Prediction of patent lifespan and analysis of influencing factors using machine learning (기계학습을 활용한 특허수명 예측 및 영향요인 분석)

  • Kim, Yongwoo;Kim, Min Gu;Kim, Young-Min
    • Journal of Intelligence and Information Systems
    • /
    • v.28 no.2
    • /
    • pp.147-170
    • /
    • 2022
  • Although the number of patent which is one of the core outputs of technological innovation continues to increase, the number of low-value patents also hugely increased. Therefore, efficient evaluation of patents has become important. Estimation of patent lifespan which represents private value of a patent, has been studied for a long time, but in most cases it relied on a linear model. Even if machine learning methods were used, interpretation or explanation of the relationship between explanatory variables and patent lifespan was insufficient. In this study, patent lifespan (number of renewals) is predicted based on the idea that patent lifespan represents the value of the patent. For the research, 4,033,414 patents applied between 1996 and 2017 and finally granted were collected from USPTO (US Patent and Trademark Office). To predict the patent lifespan, we use variables that can reflect the characteristics of the patent, the patent owner's characteristics, and the inventor's characteristics. We build four different models (Ridge Regression, Random Forest, Feed Forward Neural Network, Gradient Boosting Models) and perform hyperparameter tuning through 5-fold Cross Validation.

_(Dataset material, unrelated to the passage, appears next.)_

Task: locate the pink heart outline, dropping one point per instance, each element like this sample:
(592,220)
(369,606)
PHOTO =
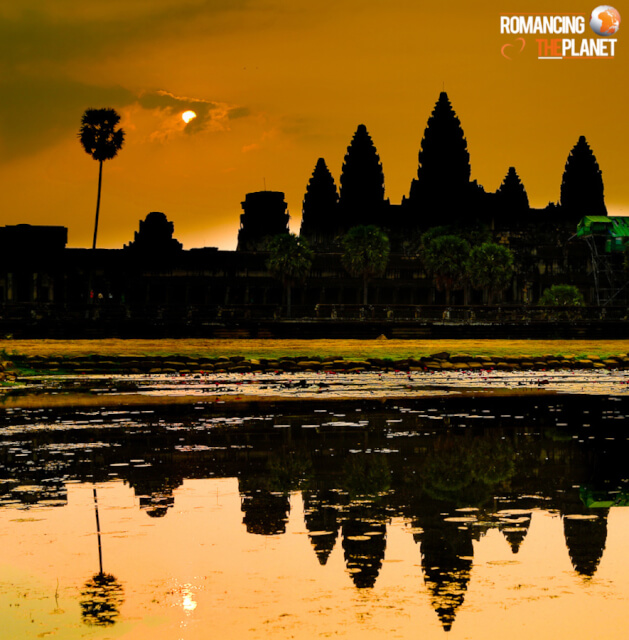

Then, the performance of the generated models are evaluated, and the relative importance of predictors is also presented. In addition, based on the Gradient Boosting Model which have excellent performance, Accumulated Local Effects Plot is presented to visualize the relationship between predictors and patent lifespan. Finally, we apply Kernal SHAP (SHapley Additive exPlanations) to present the evaluation reason of individual patents, and discuss applicability to the patent evaluation system. This study has academic significance in that it cumulatively contributes to the existing patent life estimation research and supplements the limitations of existing patent life estimation studies based on linearity. It is academically meaningful that this study contributes cumulatively to the existing studies which estimate patent lifespan, and that it supplements the limitations of linear models. Also, it is practically meaningful to suggest a method for deriving the evaluation basis for individual patent value and examine the applicability to patent evaluation systems.